Das Besondere ist ja, dass wir diese neuen Stellen komplett aus der Sozialversicherung bezahlen, auf die Heimbewohner kommen damit keine höheren Kosten zu. Aber ich muss zugeben, dass ich bis heute nicht nachvollziehen kann, woher die Zahl 8000 aus den Koalitionsverhandlungen kommt. Sie kann nur ein erster Schritt sein. Mein Ziel ist, dass in jeder der 13.000 stationären Altenpflegeinrichtungen in Deutschland zusätzliches Personal ankommt. Das muss im Pflege-Sofortprogramm geregelt werden. Dazu will ich im Mai einen Entwurf vorlegen, den das Kabinett noch vor der Sommerpause beschließen könnte. Wir haben in der Pflege nicht mehr viel Zeit.

Das heißt, Sie fordern erneut mehr, als im Koalitionsvertrag steht.

Ich bin jetzt seit fünf Wochen im Amt. Und aus den Gesprächen dieser Zeit weiß ich, dass in der Pflege ein ganzer Berufsstand in der Krise steckt. Wir müssen gegensteuern. Entschieden und schnell. So will es auch der Koalitionsvertrag.

Mal ehrlich. Kann man die Probleme lösen, ohne irgendwann über höhere Pflegebeiträge nachzudenken?

Derzeit läuft die Konjunktur gut, aber das wird nicht immer so weitergehen. Und die Ausgaben steigen jährlich. Also werden wir in der Pflege schauen müssen, wie lange wir mit dem Geld hinkommen.

Kann man den Menschen überhaupt die Angst vor einem Alter im Pflegeheim nehmen?

Die größte Arbeit in der Pflege wird noch immer von den Angehörigen zu Hause geleistet. Um diese zu entlasten, haben wir in der letzten Legislaturperiode schon viel unternommen. Politik kann und muss in schwieriger Lage helfen, aber sie kann nichts Unmögliches leisten und Schicksalsschläge ungeschehen machen. Und zur Wahrheit gehört auch, dass es Situationen gibt, in denen die Pflege zu Hause im Sinne aller Beteiligten einfach nicht mehr funktioniert. Die Gesellschaft muss lernen, auch das zu akzeptieren. Es geht nicht darum, jemanden wegzugeben. Gerade für Schwerstdemente kann eine Betreuung im Heim im Einzelfall sogar besser ein. Doch die Entscheidung für ein Pflegeheim wird oft mit einem vorschnellen moralischen Urteil versehen.

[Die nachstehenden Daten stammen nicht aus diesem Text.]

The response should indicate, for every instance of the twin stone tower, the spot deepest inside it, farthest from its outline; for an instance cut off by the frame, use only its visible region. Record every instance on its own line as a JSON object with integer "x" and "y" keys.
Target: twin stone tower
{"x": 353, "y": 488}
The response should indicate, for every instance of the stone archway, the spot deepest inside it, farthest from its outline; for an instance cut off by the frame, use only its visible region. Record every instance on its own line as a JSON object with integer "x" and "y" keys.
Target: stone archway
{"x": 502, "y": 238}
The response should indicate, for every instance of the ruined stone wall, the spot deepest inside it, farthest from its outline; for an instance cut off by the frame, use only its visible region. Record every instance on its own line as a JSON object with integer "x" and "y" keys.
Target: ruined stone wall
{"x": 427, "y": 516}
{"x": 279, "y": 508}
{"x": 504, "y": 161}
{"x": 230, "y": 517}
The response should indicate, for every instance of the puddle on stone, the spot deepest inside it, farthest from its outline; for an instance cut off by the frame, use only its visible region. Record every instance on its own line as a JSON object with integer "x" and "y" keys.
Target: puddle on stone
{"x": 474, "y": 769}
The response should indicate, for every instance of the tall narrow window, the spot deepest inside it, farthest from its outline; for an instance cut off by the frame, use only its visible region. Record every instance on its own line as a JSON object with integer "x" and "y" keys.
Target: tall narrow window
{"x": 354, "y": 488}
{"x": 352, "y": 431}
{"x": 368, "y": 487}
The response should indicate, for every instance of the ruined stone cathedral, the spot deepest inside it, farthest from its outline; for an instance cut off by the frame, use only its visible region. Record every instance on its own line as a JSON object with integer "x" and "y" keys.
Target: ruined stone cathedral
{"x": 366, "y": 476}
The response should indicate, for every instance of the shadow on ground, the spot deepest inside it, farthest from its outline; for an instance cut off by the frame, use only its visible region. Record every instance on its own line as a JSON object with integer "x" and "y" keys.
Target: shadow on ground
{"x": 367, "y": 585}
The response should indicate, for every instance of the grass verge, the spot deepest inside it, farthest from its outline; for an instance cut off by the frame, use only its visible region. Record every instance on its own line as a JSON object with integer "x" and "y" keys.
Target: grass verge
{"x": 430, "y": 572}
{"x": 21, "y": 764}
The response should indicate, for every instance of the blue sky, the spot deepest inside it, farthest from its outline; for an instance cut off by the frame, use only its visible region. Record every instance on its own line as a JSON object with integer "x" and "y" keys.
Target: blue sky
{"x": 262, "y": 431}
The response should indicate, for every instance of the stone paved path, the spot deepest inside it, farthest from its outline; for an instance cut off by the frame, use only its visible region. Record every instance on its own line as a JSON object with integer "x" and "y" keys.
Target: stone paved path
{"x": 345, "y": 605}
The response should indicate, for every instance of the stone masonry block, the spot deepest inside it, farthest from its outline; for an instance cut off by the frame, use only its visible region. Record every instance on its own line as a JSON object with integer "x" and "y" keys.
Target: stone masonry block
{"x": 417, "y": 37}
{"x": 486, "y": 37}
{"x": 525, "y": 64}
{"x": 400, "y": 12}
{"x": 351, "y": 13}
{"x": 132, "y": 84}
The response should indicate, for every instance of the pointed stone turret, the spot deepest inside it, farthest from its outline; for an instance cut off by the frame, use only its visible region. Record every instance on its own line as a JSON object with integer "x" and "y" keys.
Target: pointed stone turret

Sie selbst haben in einer Talkshow gesagt, dass Sie Ihren Beruf nicht aufgeben würden, um Ihre Eltern zu pflegen.

Ja. Aber das heißt ja nicht, dass ich dann nicht für meine Eltern da sein würde. Natürlich will ich so oft wie möglich bei ihnen sein und helfen – so wie sie mich immer unterstützt haben. Aber ich kann mir nicht vorstellen, meinen Beruf aufzugeben. Nach der Talkshow habe ich sehr viele Reaktionen bekommen. Zunächst die erwartbare Empörung. Aber dann gab es auch viele nachdenkliche Rückmeldungen von Menschen, die mir geschrieben haben, dass sie am Frühstückstisch jetzt zum ersten Mal mit der Familie über die Pflege und ihre Erwartungen gesprochen haben. Und das ist gut.

Und was haben Ihre Eltern gesagt?

Die waren nicht überrascht. Ich habe zwei Geschwister, meine Eltern erwarten von keinem von uns, dass er den Rest seines Lebens für sie aufgeben würde. Wir haben über das Thema schon früher gesprochen.

Es gibt immer mehr Familien wie Ihre, in denen die Kinder weit entfernt von den alternden Eltern wohnen. Was heißt das für die Pflegepolitik?

Das können wir nur teilweise ausgleichen. Die gesetzlichen Pflegekassen bieten professionelle Betreuungsdienste und Entlastungsangebote, es gibt die ambulanten Pflegedienste, die Tagespflege oder die stationären Heime. Aber keine Pflegeversicherung der Welt kann eine Familie ersetzen. Der größte Kampf, den diese Gesellschaft einmal wird führen müssen, ist der gegen die Einsamkeit. Nicht nur, aber vor allem im Alter.

Das Interview führten Michael Sauga und Cornelia Schmergal.